Trentenaire née à Paris, Lily Munson a débuté sa carrière à la Ville en 2018 comme conseillère urbanisme et développement économique au cabinet de Jean-Louis Missika, alors adjoint à l’urbanisme. Elle a ensuite exercé comme directrice adjointe du cabinet du maire de Paris Centre Ariel Weil, puis comme conseillère, puis directrice adjointe de cabinet du premier adjoint – Emmanuel Grégoire – de juillet 2022 à septembre 2023, soit près de cinq ans de présence au cœur de l’exécutif municipal. Entre octobre 2025 et aujourd’hui, elle occupait le poste de directrice de la stratégie et du développement de NP2F, agence d’architecture parisienne d’une vingtaine de personnes spécialisée notamment dans l’espace public et les équipements sportifs. Elle fut, par ailleurs, un des piliers de l’équipe de campagne d’Emmanuel Grégoire lors des dernières élections municipales.

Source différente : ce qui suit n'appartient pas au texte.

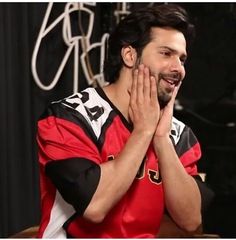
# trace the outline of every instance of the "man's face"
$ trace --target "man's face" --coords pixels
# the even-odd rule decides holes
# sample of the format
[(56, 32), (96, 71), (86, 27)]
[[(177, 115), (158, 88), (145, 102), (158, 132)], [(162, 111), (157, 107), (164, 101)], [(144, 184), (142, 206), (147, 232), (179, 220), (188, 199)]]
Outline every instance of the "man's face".
[(156, 78), (161, 108), (170, 101), (174, 88), (185, 76), (186, 41), (184, 35), (171, 28), (152, 28), (151, 41), (137, 63), (149, 67)]

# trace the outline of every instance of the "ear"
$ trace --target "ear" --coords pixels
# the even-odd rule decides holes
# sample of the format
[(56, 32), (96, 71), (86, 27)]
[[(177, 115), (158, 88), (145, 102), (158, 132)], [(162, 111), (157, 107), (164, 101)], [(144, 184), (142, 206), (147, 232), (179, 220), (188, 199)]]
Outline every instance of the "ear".
[(121, 49), (121, 56), (125, 66), (132, 68), (137, 60), (137, 52), (131, 46), (125, 46)]

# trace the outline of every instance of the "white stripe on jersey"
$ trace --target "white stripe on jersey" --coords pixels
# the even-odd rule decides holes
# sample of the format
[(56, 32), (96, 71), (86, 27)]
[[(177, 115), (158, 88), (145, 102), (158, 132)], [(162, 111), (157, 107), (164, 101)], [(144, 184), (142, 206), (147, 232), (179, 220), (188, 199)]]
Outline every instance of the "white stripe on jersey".
[(51, 209), (50, 220), (44, 230), (42, 238), (66, 238), (66, 232), (62, 226), (74, 213), (75, 209), (66, 203), (57, 191)]
[[(87, 92), (89, 94), (89, 99), (85, 103), (83, 103), (81, 101), (81, 98), (83, 96), (81, 93), (75, 94), (78, 96), (78, 98), (70, 98), (69, 97), (64, 100), (70, 104), (72, 104), (72, 103), (79, 104), (75, 108), (75, 110), (78, 111), (80, 114), (82, 114), (84, 116), (84, 118), (86, 119), (86, 121), (88, 122), (88, 124), (92, 126), (92, 129), (98, 139), (101, 134), (102, 126), (107, 121), (107, 118), (108, 118), (109, 114), (111, 113), (112, 108), (107, 101), (105, 101), (102, 97), (100, 97), (100, 95), (97, 93), (97, 91), (94, 88), (87, 88), (82, 92)], [(63, 104), (66, 105), (65, 103), (63, 103)], [(69, 105), (66, 105), (66, 106), (70, 107)], [(96, 121), (90, 120), (85, 107), (87, 107), (87, 108), (102, 107), (104, 110), (104, 113)]]

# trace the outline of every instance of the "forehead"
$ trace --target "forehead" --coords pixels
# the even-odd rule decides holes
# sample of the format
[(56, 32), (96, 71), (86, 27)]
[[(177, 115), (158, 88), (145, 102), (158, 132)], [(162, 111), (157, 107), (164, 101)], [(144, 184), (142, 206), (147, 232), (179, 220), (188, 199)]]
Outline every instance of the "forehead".
[(152, 28), (149, 44), (155, 47), (169, 47), (186, 55), (186, 39), (183, 33), (173, 28)]

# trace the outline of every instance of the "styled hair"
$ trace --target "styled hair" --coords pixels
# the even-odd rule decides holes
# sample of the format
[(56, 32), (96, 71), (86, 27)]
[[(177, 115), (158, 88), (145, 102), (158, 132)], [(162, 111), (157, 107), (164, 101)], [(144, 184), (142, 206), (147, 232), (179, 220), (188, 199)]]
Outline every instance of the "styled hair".
[(195, 36), (194, 25), (189, 22), (185, 9), (176, 4), (161, 4), (130, 13), (120, 21), (108, 41), (104, 76), (107, 82), (115, 82), (123, 66), (121, 49), (132, 46), (140, 57), (143, 48), (151, 41), (152, 27), (170, 27), (183, 33), (187, 50)]

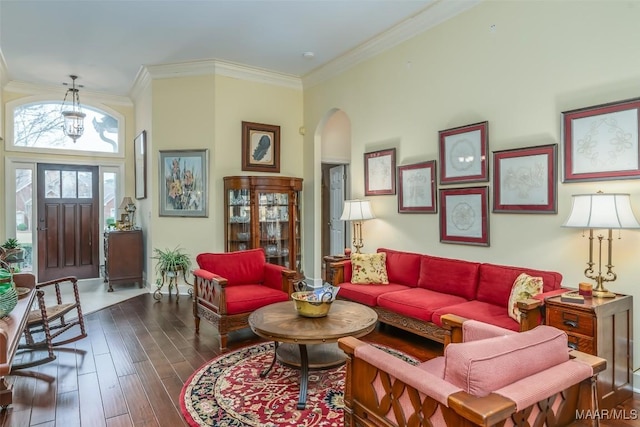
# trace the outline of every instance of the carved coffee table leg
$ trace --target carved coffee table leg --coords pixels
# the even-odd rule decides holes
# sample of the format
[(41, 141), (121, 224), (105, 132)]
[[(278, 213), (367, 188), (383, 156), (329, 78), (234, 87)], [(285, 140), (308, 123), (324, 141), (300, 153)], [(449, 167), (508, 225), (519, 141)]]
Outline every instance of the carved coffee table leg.
[(260, 373), (260, 378), (266, 377), (269, 374), (269, 372), (271, 371), (271, 368), (273, 368), (273, 365), (275, 365), (275, 363), (276, 363), (276, 354), (277, 354), (277, 351), (278, 351), (278, 341), (274, 341), (273, 344), (275, 346), (275, 348), (273, 349), (273, 360), (271, 360), (271, 365), (269, 365), (269, 367), (267, 369), (265, 369), (264, 371), (262, 371)]
[(309, 358), (307, 357), (307, 346), (299, 344), (300, 348), (300, 398), (298, 399), (298, 409), (304, 409), (307, 404), (307, 385), (309, 383)]

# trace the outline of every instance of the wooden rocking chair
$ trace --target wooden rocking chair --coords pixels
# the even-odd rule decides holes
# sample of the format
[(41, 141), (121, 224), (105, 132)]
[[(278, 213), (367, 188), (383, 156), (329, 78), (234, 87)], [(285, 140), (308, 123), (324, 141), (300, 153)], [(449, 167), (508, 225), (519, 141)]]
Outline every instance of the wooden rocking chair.
[[(29, 360), (24, 363), (13, 365), (14, 369), (30, 368), (32, 366), (41, 365), (43, 363), (55, 360), (56, 355), (53, 347), (69, 344), (87, 336), (84, 327), (84, 317), (80, 306), (80, 294), (78, 292), (78, 279), (75, 277), (62, 277), (60, 279), (50, 280), (35, 284), (35, 276), (28, 273), (20, 273), (13, 275), (13, 281), (17, 287), (34, 287), (36, 289), (36, 304), (32, 307), (27, 325), (24, 328), (25, 342), (18, 346), (22, 350), (47, 350), (47, 355), (36, 360)], [(71, 286), (73, 288), (72, 298), (63, 301), (62, 288)], [(45, 303), (45, 293), (47, 291), (55, 291), (55, 303)], [(76, 317), (72, 317), (76, 312)], [(79, 326), (80, 333), (61, 337), (74, 326)], [(40, 340), (36, 339), (36, 334), (43, 333), (44, 337)], [(39, 335), (37, 335), (39, 336)], [(57, 339), (61, 337), (60, 339)]]

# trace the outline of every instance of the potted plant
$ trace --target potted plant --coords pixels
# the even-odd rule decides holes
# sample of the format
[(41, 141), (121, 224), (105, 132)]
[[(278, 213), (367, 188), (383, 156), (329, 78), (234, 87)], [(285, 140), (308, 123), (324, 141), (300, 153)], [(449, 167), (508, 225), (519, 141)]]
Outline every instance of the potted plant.
[(24, 259), (24, 249), (18, 243), (18, 239), (9, 238), (2, 244), (4, 249), (4, 260), (6, 262), (19, 262)]
[(156, 274), (175, 277), (180, 271), (187, 272), (191, 267), (189, 255), (179, 247), (165, 250), (154, 248), (153, 253), (155, 256), (151, 258), (157, 260)]

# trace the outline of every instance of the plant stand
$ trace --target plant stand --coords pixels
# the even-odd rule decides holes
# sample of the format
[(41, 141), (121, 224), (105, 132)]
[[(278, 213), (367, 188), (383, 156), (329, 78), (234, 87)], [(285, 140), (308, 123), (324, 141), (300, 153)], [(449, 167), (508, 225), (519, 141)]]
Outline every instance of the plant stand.
[(171, 297), (171, 290), (175, 286), (176, 288), (176, 298), (180, 298), (180, 292), (178, 290), (178, 278), (180, 277), (180, 273), (182, 272), (182, 279), (184, 283), (189, 286), (187, 293), (190, 297), (193, 296), (193, 285), (187, 281), (187, 272), (183, 269), (176, 271), (164, 271), (162, 270), (162, 281), (158, 280), (156, 282), (157, 289), (153, 292), (153, 299), (156, 301), (160, 301), (162, 299), (162, 288), (164, 288), (165, 283), (167, 284), (167, 288), (169, 289), (169, 297)]

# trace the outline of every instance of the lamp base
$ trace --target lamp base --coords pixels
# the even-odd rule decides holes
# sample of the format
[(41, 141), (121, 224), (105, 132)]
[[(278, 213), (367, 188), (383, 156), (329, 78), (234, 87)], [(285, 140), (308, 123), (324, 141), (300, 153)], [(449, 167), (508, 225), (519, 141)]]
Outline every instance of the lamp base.
[(611, 291), (608, 291), (606, 289), (603, 289), (601, 291), (597, 291), (597, 290), (593, 290), (592, 294), (593, 298), (615, 298), (616, 294), (614, 294)]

Lily Munson sera prochainement nommée déléguée générale au design et à l’esthétisme de la capitale, comme le révèle Le Parisien. © Jgp
Rattachée directement au nouveau maire Emmanuel Grégoire – avec lequel elle avait corédigé le manifeste pour la beauté de Paris, présenté en 2022 -, elle sera chargée de coordonner l’ensemble des directions municipales intervenant sur l’espace public. Dans l’interview accordée au Parisien, elle identifie des chantiers concrets et immédiats. Premier d’entre eux : le renouvellement du marché des corbeilles de rue, « une priorité pour le maire », avec l’éventuelle intégration du tri sélectif. Elle annonce également vouloir s’attaquer en priorité à la direction des finances et des achats, là où « s’écrivent les marchés publics » et où se fixent dès la conception les exigences d’entretien et d’esthétique. « Libérer le trottoir est l’une de mes priorités », déclare-t-elle également au Parisien.
Elle y cite en exemple les défibrillateurs installés sur pied de manière isolée – « pas très élégant et difficile à entretenir » – pour illustrer les défauts de coordination entre services qu’elle entend corriger en adossant systématiquement les nouveaux équipements à des marchés existants.
Sur la subjectivité du « droit au beau » promu par le maire, Lily Munson répond dans les colonnes du Parisien que « le beau, c’est ce qui nous fait vivre ensemble », invoquant l’ornement, le soin et l’histoire inscrite dans la pierre. Elle cite en modèle de durabilité les bancs Davioud, « une réussite géniale qui traverse les siècles ».